Gregorian calendar the calendar system presently in use, introduced by Pope Gregory in 1582 and adopted in England in 1752 and in Russia in 1918. It is exactly like the Julian calendar except that years divisible by 100 are not leap years unless they are also divisible by 400. The Gregorian calendar thus follows the earth’s revolution around the sun more accurately than the Julian calendar did. See LEAP YEAR.
grep the UNIX command that reads a text file and outputs all the lines that contain a particular series of characters. For example, the command
grep abc myfile
reads the file myfile and outputs every line that contains “abc.”
Instead of specifying the exact characters to be searched for, you can give a regular expression that defines them. For example,
grep [bB]ill myfile
outputs all the lines that contain either “bill” or “Bill.” See REGULAR EXPRESSION.

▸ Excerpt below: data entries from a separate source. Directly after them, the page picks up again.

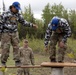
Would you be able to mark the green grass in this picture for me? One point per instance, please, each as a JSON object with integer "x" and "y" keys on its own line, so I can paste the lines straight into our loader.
{"x": 40, "y": 56}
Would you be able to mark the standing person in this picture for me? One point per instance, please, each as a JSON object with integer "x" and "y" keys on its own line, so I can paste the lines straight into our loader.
{"x": 57, "y": 32}
{"x": 27, "y": 58}
{"x": 10, "y": 32}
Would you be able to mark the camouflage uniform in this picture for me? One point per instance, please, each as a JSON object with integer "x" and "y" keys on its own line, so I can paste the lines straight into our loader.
{"x": 1, "y": 27}
{"x": 27, "y": 58}
{"x": 10, "y": 34}
{"x": 61, "y": 34}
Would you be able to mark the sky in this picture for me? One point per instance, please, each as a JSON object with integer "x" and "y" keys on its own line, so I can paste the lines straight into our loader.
{"x": 38, "y": 5}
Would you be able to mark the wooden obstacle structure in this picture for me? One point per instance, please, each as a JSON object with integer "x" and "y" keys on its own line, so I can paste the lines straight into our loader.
{"x": 49, "y": 64}
{"x": 56, "y": 68}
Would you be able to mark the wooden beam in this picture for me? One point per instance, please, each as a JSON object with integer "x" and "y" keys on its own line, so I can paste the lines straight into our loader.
{"x": 53, "y": 64}
{"x": 27, "y": 66}
{"x": 57, "y": 71}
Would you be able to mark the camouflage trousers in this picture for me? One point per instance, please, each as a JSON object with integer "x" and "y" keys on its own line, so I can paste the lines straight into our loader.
{"x": 54, "y": 40}
{"x": 25, "y": 71}
{"x": 6, "y": 40}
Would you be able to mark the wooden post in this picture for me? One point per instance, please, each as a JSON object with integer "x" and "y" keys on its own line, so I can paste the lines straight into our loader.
{"x": 57, "y": 71}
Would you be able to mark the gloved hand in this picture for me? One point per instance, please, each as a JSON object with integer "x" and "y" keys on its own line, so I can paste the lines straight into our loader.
{"x": 35, "y": 26}
{"x": 61, "y": 44}
{"x": 46, "y": 48}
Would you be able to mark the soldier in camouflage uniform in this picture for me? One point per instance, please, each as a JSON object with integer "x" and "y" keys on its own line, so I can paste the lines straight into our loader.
{"x": 10, "y": 33}
{"x": 57, "y": 32}
{"x": 27, "y": 58}
{"x": 0, "y": 33}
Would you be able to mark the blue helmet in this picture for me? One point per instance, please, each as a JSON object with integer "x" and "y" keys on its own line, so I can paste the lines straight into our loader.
{"x": 16, "y": 5}
{"x": 54, "y": 23}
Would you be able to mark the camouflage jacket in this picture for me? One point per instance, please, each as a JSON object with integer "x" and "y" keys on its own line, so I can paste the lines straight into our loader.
{"x": 10, "y": 21}
{"x": 63, "y": 28}
{"x": 26, "y": 56}
{"x": 1, "y": 24}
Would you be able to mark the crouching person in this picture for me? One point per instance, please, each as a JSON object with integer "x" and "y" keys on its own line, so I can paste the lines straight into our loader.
{"x": 27, "y": 58}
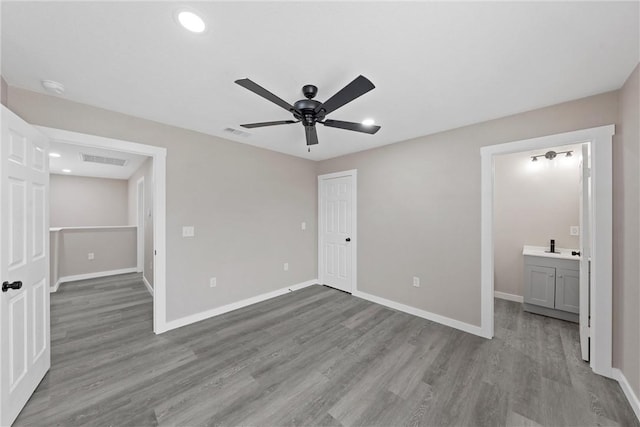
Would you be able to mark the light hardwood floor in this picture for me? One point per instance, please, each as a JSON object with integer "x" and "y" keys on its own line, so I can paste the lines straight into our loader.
{"x": 316, "y": 356}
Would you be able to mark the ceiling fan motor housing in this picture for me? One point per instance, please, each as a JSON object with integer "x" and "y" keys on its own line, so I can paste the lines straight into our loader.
{"x": 308, "y": 111}
{"x": 310, "y": 91}
{"x": 305, "y": 110}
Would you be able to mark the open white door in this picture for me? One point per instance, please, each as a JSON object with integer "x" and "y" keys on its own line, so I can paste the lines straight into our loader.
{"x": 25, "y": 353}
{"x": 585, "y": 252}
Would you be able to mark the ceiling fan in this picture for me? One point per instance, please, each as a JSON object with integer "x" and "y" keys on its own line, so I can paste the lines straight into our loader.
{"x": 309, "y": 111}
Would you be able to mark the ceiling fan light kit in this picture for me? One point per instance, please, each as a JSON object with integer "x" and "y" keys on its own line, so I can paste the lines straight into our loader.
{"x": 309, "y": 111}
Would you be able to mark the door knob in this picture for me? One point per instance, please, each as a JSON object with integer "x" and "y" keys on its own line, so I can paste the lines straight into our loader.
{"x": 15, "y": 285}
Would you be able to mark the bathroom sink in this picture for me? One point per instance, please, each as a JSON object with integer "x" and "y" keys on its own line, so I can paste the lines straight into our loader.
{"x": 560, "y": 253}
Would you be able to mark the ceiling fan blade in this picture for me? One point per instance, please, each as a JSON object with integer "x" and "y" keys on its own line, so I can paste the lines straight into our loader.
{"x": 259, "y": 90}
{"x": 358, "y": 127}
{"x": 311, "y": 134}
{"x": 258, "y": 125}
{"x": 358, "y": 87}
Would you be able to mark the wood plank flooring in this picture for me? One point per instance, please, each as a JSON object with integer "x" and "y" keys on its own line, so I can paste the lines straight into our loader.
{"x": 314, "y": 357}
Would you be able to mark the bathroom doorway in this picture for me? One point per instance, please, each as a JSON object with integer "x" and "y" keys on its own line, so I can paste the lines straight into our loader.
{"x": 540, "y": 219}
{"x": 599, "y": 296}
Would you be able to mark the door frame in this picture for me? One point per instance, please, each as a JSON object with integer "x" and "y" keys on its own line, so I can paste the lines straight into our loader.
{"x": 353, "y": 173}
{"x": 140, "y": 223}
{"x": 600, "y": 139}
{"x": 159, "y": 167}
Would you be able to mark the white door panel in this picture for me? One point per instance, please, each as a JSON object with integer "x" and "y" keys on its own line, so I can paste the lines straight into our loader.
{"x": 337, "y": 236}
{"x": 24, "y": 240}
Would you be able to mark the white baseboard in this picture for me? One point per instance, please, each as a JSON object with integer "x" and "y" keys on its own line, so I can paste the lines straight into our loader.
{"x": 628, "y": 391}
{"x": 187, "y": 320}
{"x": 85, "y": 276}
{"x": 447, "y": 321}
{"x": 508, "y": 297}
{"x": 148, "y": 285}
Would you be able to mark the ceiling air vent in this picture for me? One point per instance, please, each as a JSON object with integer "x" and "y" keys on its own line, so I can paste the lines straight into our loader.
{"x": 237, "y": 132}
{"x": 104, "y": 160}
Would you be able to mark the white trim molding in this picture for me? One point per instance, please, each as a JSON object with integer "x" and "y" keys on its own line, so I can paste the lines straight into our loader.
{"x": 159, "y": 168}
{"x": 508, "y": 297}
{"x": 447, "y": 321}
{"x": 95, "y": 275}
{"x": 600, "y": 140}
{"x": 633, "y": 399}
{"x": 353, "y": 173}
{"x": 148, "y": 285}
{"x": 203, "y": 315}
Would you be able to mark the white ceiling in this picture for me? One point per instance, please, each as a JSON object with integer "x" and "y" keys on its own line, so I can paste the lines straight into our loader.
{"x": 436, "y": 65}
{"x": 71, "y": 159}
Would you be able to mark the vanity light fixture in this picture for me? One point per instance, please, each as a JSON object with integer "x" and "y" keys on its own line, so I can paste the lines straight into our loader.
{"x": 191, "y": 21}
{"x": 550, "y": 155}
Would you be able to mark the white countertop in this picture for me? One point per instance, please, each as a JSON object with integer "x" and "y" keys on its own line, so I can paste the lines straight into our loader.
{"x": 564, "y": 253}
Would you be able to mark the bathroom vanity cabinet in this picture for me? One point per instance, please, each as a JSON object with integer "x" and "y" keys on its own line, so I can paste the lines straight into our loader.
{"x": 552, "y": 283}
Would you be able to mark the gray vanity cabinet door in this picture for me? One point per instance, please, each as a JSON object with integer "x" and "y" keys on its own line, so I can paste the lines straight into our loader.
{"x": 568, "y": 290}
{"x": 540, "y": 285}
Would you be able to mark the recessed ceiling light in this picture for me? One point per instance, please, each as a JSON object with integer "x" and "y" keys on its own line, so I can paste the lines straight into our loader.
{"x": 53, "y": 86}
{"x": 191, "y": 21}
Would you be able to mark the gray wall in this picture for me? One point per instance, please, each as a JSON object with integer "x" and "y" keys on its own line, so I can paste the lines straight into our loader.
{"x": 419, "y": 206}
{"x": 626, "y": 234}
{"x": 77, "y": 201}
{"x": 144, "y": 171}
{"x": 3, "y": 91}
{"x": 533, "y": 202}
{"x": 245, "y": 203}
{"x": 113, "y": 249}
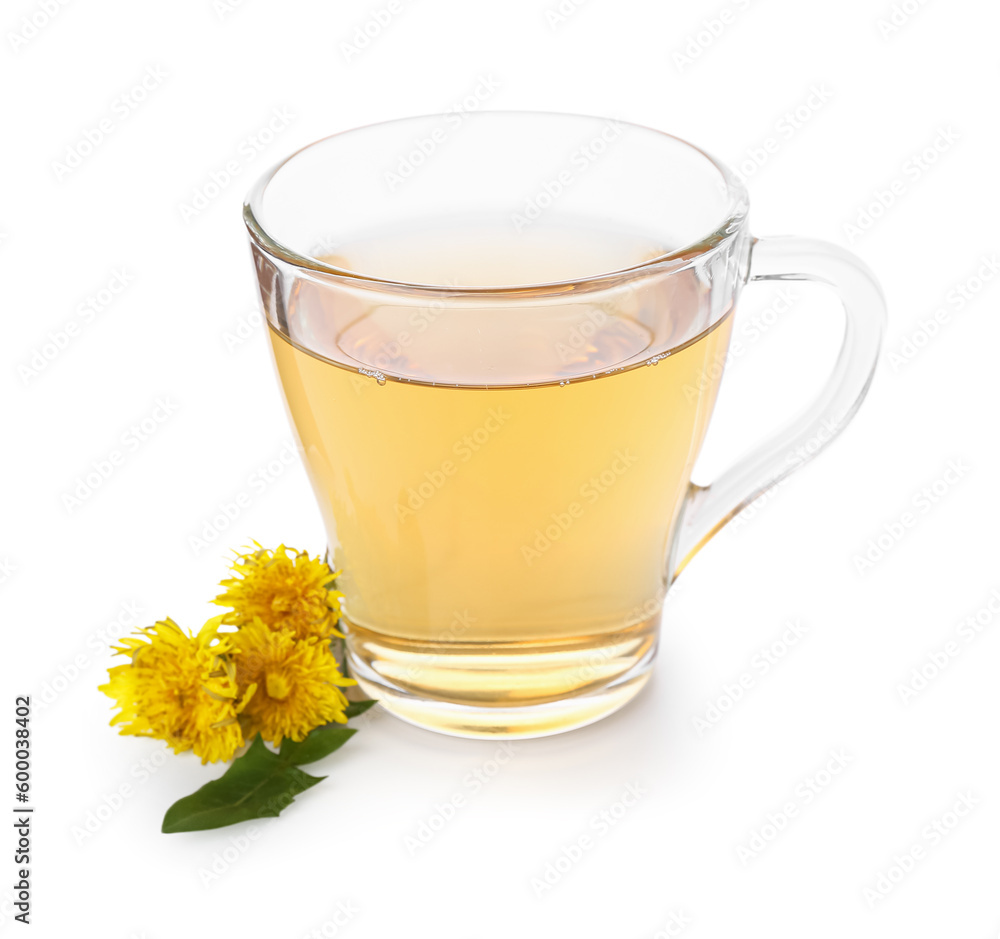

The origin of the word grep is disputed, but it may be an abbreviated editing command, g/re/p, where re stands for “regular expression,” gmeans “global search,” and pmeans “print” (i.e., display all lines that match the search criteria). Grep programs have been written for other operating systems, such as Windows. Compare FIND.
grid a feature of various draw programs and paint programs that allows lines to be drawn only in certain positions, as if they were drawn on the lines of graph paper. The grid makes it much easier to draw parallel and perpendicular lines, lay out diagrams, and avoid irregular breaks. However, when the grid is turned on, there are positions in which you cannot draw. See also DRAW PROGRAM; PAINT PROGRAM.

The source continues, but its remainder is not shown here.